Anak-anak Mengajar
Ada satu pepatah kuno yang menyatakan bahwa “Waktu lebih berharga dari Segala macam perhiasan Dunia”. Dan Mungkin saja, dari kalimat bijak itulah Mitch Albom mendapat inspirasi untuk menulis Buku terbarunya yang berjudul The Time Keeper. Sebuah buku yang berkisah mengenai Arti Penting Waktu bagi Manusia. Ya, Albom benar. Waktu memang sangat berharga. Ia selalu bergerak maju, tak pernah bisa kembali, tak mungkin bisa dibeli. Karena itulah, maka, di sela-sela waktu istirahat Kantor, saya selalu berusaha untuk memanfaatkan waktu yang ada dengan sebaik mungkin, salah satunya dengan mengalokasikan sedikit waktu yang ada itu untuk sekedar membaca ulang buku-buku digital koleksi saya. Atau, kadangkala saya juga menyempatkan diri untuk menumpahkan refleksi singkat mengenai apa yang sudah saya baca itu dalam sebuah tulisan. Tapi, Karena waktu istirahat yang diberikan tergolong pendek, biasanya saya hanya melakukan Skimming atau Baca Cepat. Meskipun demikian, Cara baca ini cukup efektif bagi saya karena buku-buku yang saya baca di masa istirahat itu kebanyakan sudah pernah saya baca sebelumnya. Jadi, dengan hanya membaca secara sekilas, saya masih bisa menangkap setiap pesan dan detail kecil dari buku itu.
Siang inipun, saya mencoba untuk membaca ulang sebuah buku. Kali ini, buku yang saya pilih adalah Buku The Fifth Mountain karya Penulis Favorit saya, Paulo Coelho. Buku ini cukup menarik, meskipun tidak semenarik buku Coelho yang lain, seperti Aleph, The Alchemist, The Pilgrimage, atau bahkan Like The Flowing River, tapi, tetap saja, banyak pelajaran hidup yang bisa saya petik dari buku ini. Itulah hebatnya Coelho. Kata demi kata yang ia rangkai, benar-benar mampu mengetuk hati sekaligus memberi inspirasi bagi setiap orang yang membacanya.

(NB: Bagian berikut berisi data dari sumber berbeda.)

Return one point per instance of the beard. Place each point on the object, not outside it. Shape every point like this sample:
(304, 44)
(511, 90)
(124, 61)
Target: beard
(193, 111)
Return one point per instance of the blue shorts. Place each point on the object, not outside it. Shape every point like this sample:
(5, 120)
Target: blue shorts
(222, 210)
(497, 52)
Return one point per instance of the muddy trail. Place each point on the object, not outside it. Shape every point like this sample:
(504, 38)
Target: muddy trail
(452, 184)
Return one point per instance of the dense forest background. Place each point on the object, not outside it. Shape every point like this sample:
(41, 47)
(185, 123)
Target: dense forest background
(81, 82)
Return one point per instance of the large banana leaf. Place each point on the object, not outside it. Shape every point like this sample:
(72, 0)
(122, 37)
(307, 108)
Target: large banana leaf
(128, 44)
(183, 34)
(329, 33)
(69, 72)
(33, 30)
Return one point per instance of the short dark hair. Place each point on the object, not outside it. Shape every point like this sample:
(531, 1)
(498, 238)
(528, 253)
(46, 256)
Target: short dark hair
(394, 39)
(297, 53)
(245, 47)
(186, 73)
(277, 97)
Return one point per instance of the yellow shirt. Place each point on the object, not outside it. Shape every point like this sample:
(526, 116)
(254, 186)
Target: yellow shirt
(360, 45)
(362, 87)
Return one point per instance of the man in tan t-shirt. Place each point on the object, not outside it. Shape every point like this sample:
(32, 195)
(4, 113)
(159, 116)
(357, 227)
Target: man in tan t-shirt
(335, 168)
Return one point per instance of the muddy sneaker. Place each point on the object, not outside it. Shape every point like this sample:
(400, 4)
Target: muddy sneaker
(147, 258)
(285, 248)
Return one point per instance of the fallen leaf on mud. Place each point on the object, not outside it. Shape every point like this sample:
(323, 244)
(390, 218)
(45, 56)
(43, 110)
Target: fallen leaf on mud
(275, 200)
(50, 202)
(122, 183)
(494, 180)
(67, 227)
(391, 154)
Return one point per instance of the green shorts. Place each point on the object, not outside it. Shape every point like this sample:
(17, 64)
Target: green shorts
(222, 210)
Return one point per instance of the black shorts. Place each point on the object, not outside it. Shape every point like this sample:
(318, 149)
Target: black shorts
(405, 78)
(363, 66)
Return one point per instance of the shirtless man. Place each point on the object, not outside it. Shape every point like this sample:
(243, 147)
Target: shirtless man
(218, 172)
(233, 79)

Kisah dalam buku ini, secara nyata menegaskan Kepiawaian Coelho itu, dimana melalui Karakter Elijah, ia membawa Pembacanya untuk menyelami Dunia Seorang Nabi, dunia yang penuh tantangan, intrik dan Perjuangan. Namun, dari tantangan dan perjuangan itulah, pada akhirnya Elijah berhasil menemukan Kesejatian Diri.
Melalui kisah Elijah ini, Coelho ingin menunjukkan kepada para pembacanya bahwa seorang Nabi, sebenarnya bukanlah makhluk superior. Ia adalah Manusia biasa, sama seperti manusia-manusia lain yang ada di muka bumi, sama seperti Saya, seperti anda, seperti kita. Dan, ketika dalam buku ini Coelho berkisah mengenai kehidupan dan perjuangan seorang nabi, mengenai bagaimana ia hidup, bagaimana ia melangkah, dan bagaimana ia sampai pada tujuan yang diinginkannya, sebenarnya Coelho ingin mendorong Para Pembacanya untuk meniru, kemudian mengimplementasikan segenap tindak dan setiap laku dari Karakter Nabi yang ia kisahkan. Proses Peniruan ini tidaklah Mustahil untuk dilakukan, kenapa? Karena sekali lagi, Nabi adalah Manusia biasa, sama seperti Kita.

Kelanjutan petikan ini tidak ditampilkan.